A jest taka pora przesilenia, kiedy już dalej trwać niemo nie można; uciekasz z
domu, od wszystkiego co dzień po dniu trwało, do lasu czy gdzie wracasz; a potem
znów trzeba wyjść z domu, tak ciągle;
od dawna jesteś niby tu, a właściwie tam jesteś; nie uspokojony nigdy, wracasz;
widzisz jak wydzielony tu zostałeś z wszystkiego, idziesz dalej, jak najdalej,
gdziekolwiek by to było; tak bardzo się starasz, by znów znaleźć się jak
najdalej miejsca, które tak dobrze znasz;
i myślisz, że niby mógłbyś zostać w nim; a jednak ci się zdaje -
masz już dość siebie i tamtego Miejsca tak samo;
nowego jeszcze nie masz nic;
musisz więc nażyć tego nowego, i to dość sporo,
żeby już był tam twój, i tego Miejsca, spokój;
tak toczy się światek wszędzie,tu i tam życia nie staje, choć powoli się toczyty
idziesz donikąd.
Ptaki dziś śpiewają od niechcenia, w zapał nie wierzą, melancholijne dość;
przysiadasz się na korzeniu, szyszki oglądasz na ziemi rozsypane – i co z nich
wyrośnie? A w górze korony sosen z wiatrem razem rozgarniają niebo od chmur,
pochylają się ku sobie, a potem dość łaskawie i do ciebie, niepewnie ale jednak.

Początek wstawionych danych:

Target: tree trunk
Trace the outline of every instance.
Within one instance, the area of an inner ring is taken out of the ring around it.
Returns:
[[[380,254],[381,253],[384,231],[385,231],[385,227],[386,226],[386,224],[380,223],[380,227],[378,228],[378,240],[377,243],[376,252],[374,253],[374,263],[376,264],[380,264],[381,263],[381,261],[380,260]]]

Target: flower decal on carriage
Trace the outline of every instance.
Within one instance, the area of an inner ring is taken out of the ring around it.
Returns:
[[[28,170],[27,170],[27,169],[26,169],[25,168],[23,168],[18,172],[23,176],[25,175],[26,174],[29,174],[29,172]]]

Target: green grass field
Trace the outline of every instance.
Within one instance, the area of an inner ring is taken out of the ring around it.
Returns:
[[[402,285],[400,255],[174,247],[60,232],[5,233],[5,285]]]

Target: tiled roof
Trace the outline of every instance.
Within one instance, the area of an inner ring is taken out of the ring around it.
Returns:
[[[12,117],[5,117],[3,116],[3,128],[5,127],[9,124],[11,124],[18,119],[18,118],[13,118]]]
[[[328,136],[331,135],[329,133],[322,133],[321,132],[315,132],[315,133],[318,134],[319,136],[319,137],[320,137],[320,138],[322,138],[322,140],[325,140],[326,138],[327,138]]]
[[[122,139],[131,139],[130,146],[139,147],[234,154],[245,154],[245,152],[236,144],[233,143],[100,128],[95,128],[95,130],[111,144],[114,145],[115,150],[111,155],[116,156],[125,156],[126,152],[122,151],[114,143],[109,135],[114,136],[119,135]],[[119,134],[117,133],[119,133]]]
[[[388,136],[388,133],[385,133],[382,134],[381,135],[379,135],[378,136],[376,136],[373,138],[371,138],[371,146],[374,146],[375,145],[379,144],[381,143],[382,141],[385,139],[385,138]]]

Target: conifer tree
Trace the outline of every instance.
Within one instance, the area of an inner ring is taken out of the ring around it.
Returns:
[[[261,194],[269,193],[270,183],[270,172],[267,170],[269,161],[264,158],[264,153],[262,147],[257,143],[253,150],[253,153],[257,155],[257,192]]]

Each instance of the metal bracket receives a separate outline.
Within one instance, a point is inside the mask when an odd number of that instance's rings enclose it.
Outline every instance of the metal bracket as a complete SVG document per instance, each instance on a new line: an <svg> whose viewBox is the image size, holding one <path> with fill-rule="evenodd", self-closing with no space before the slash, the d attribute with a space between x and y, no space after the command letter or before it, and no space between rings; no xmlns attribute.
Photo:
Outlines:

Odejść stąd musisz i tak; i zrobić co przedtem nie zrobione, tak być powinno;
możesz, to znaczy musisz wywiązać się z; albo i z takiej myśli, niebłahej
zdawałoby się,
przecież ta Ziemia, na której położyłeś się, dawno by cię przytuliła już do
siebie! i miejsce wewnątrz by ci zrobiła, bez żadnych zasług ni starań;
no to odpocznij sobie teraz, daremnie nie gryź się; chwilowo przyśnij, inaczej
może poczujesz się i na ciele; a we wnętrznościach twoich i tak przyswaja się
świat, kto wie, może to nie cała jeszcze nagroda, co już doręczona?
nawet i najbardziej swobodna myśl, lotna, wolna, dalej cię nie zawiedzie,
niż ta, że miałeś już gdzie iść, wiedziałeś gdzie cię powiedzie to Najdalej!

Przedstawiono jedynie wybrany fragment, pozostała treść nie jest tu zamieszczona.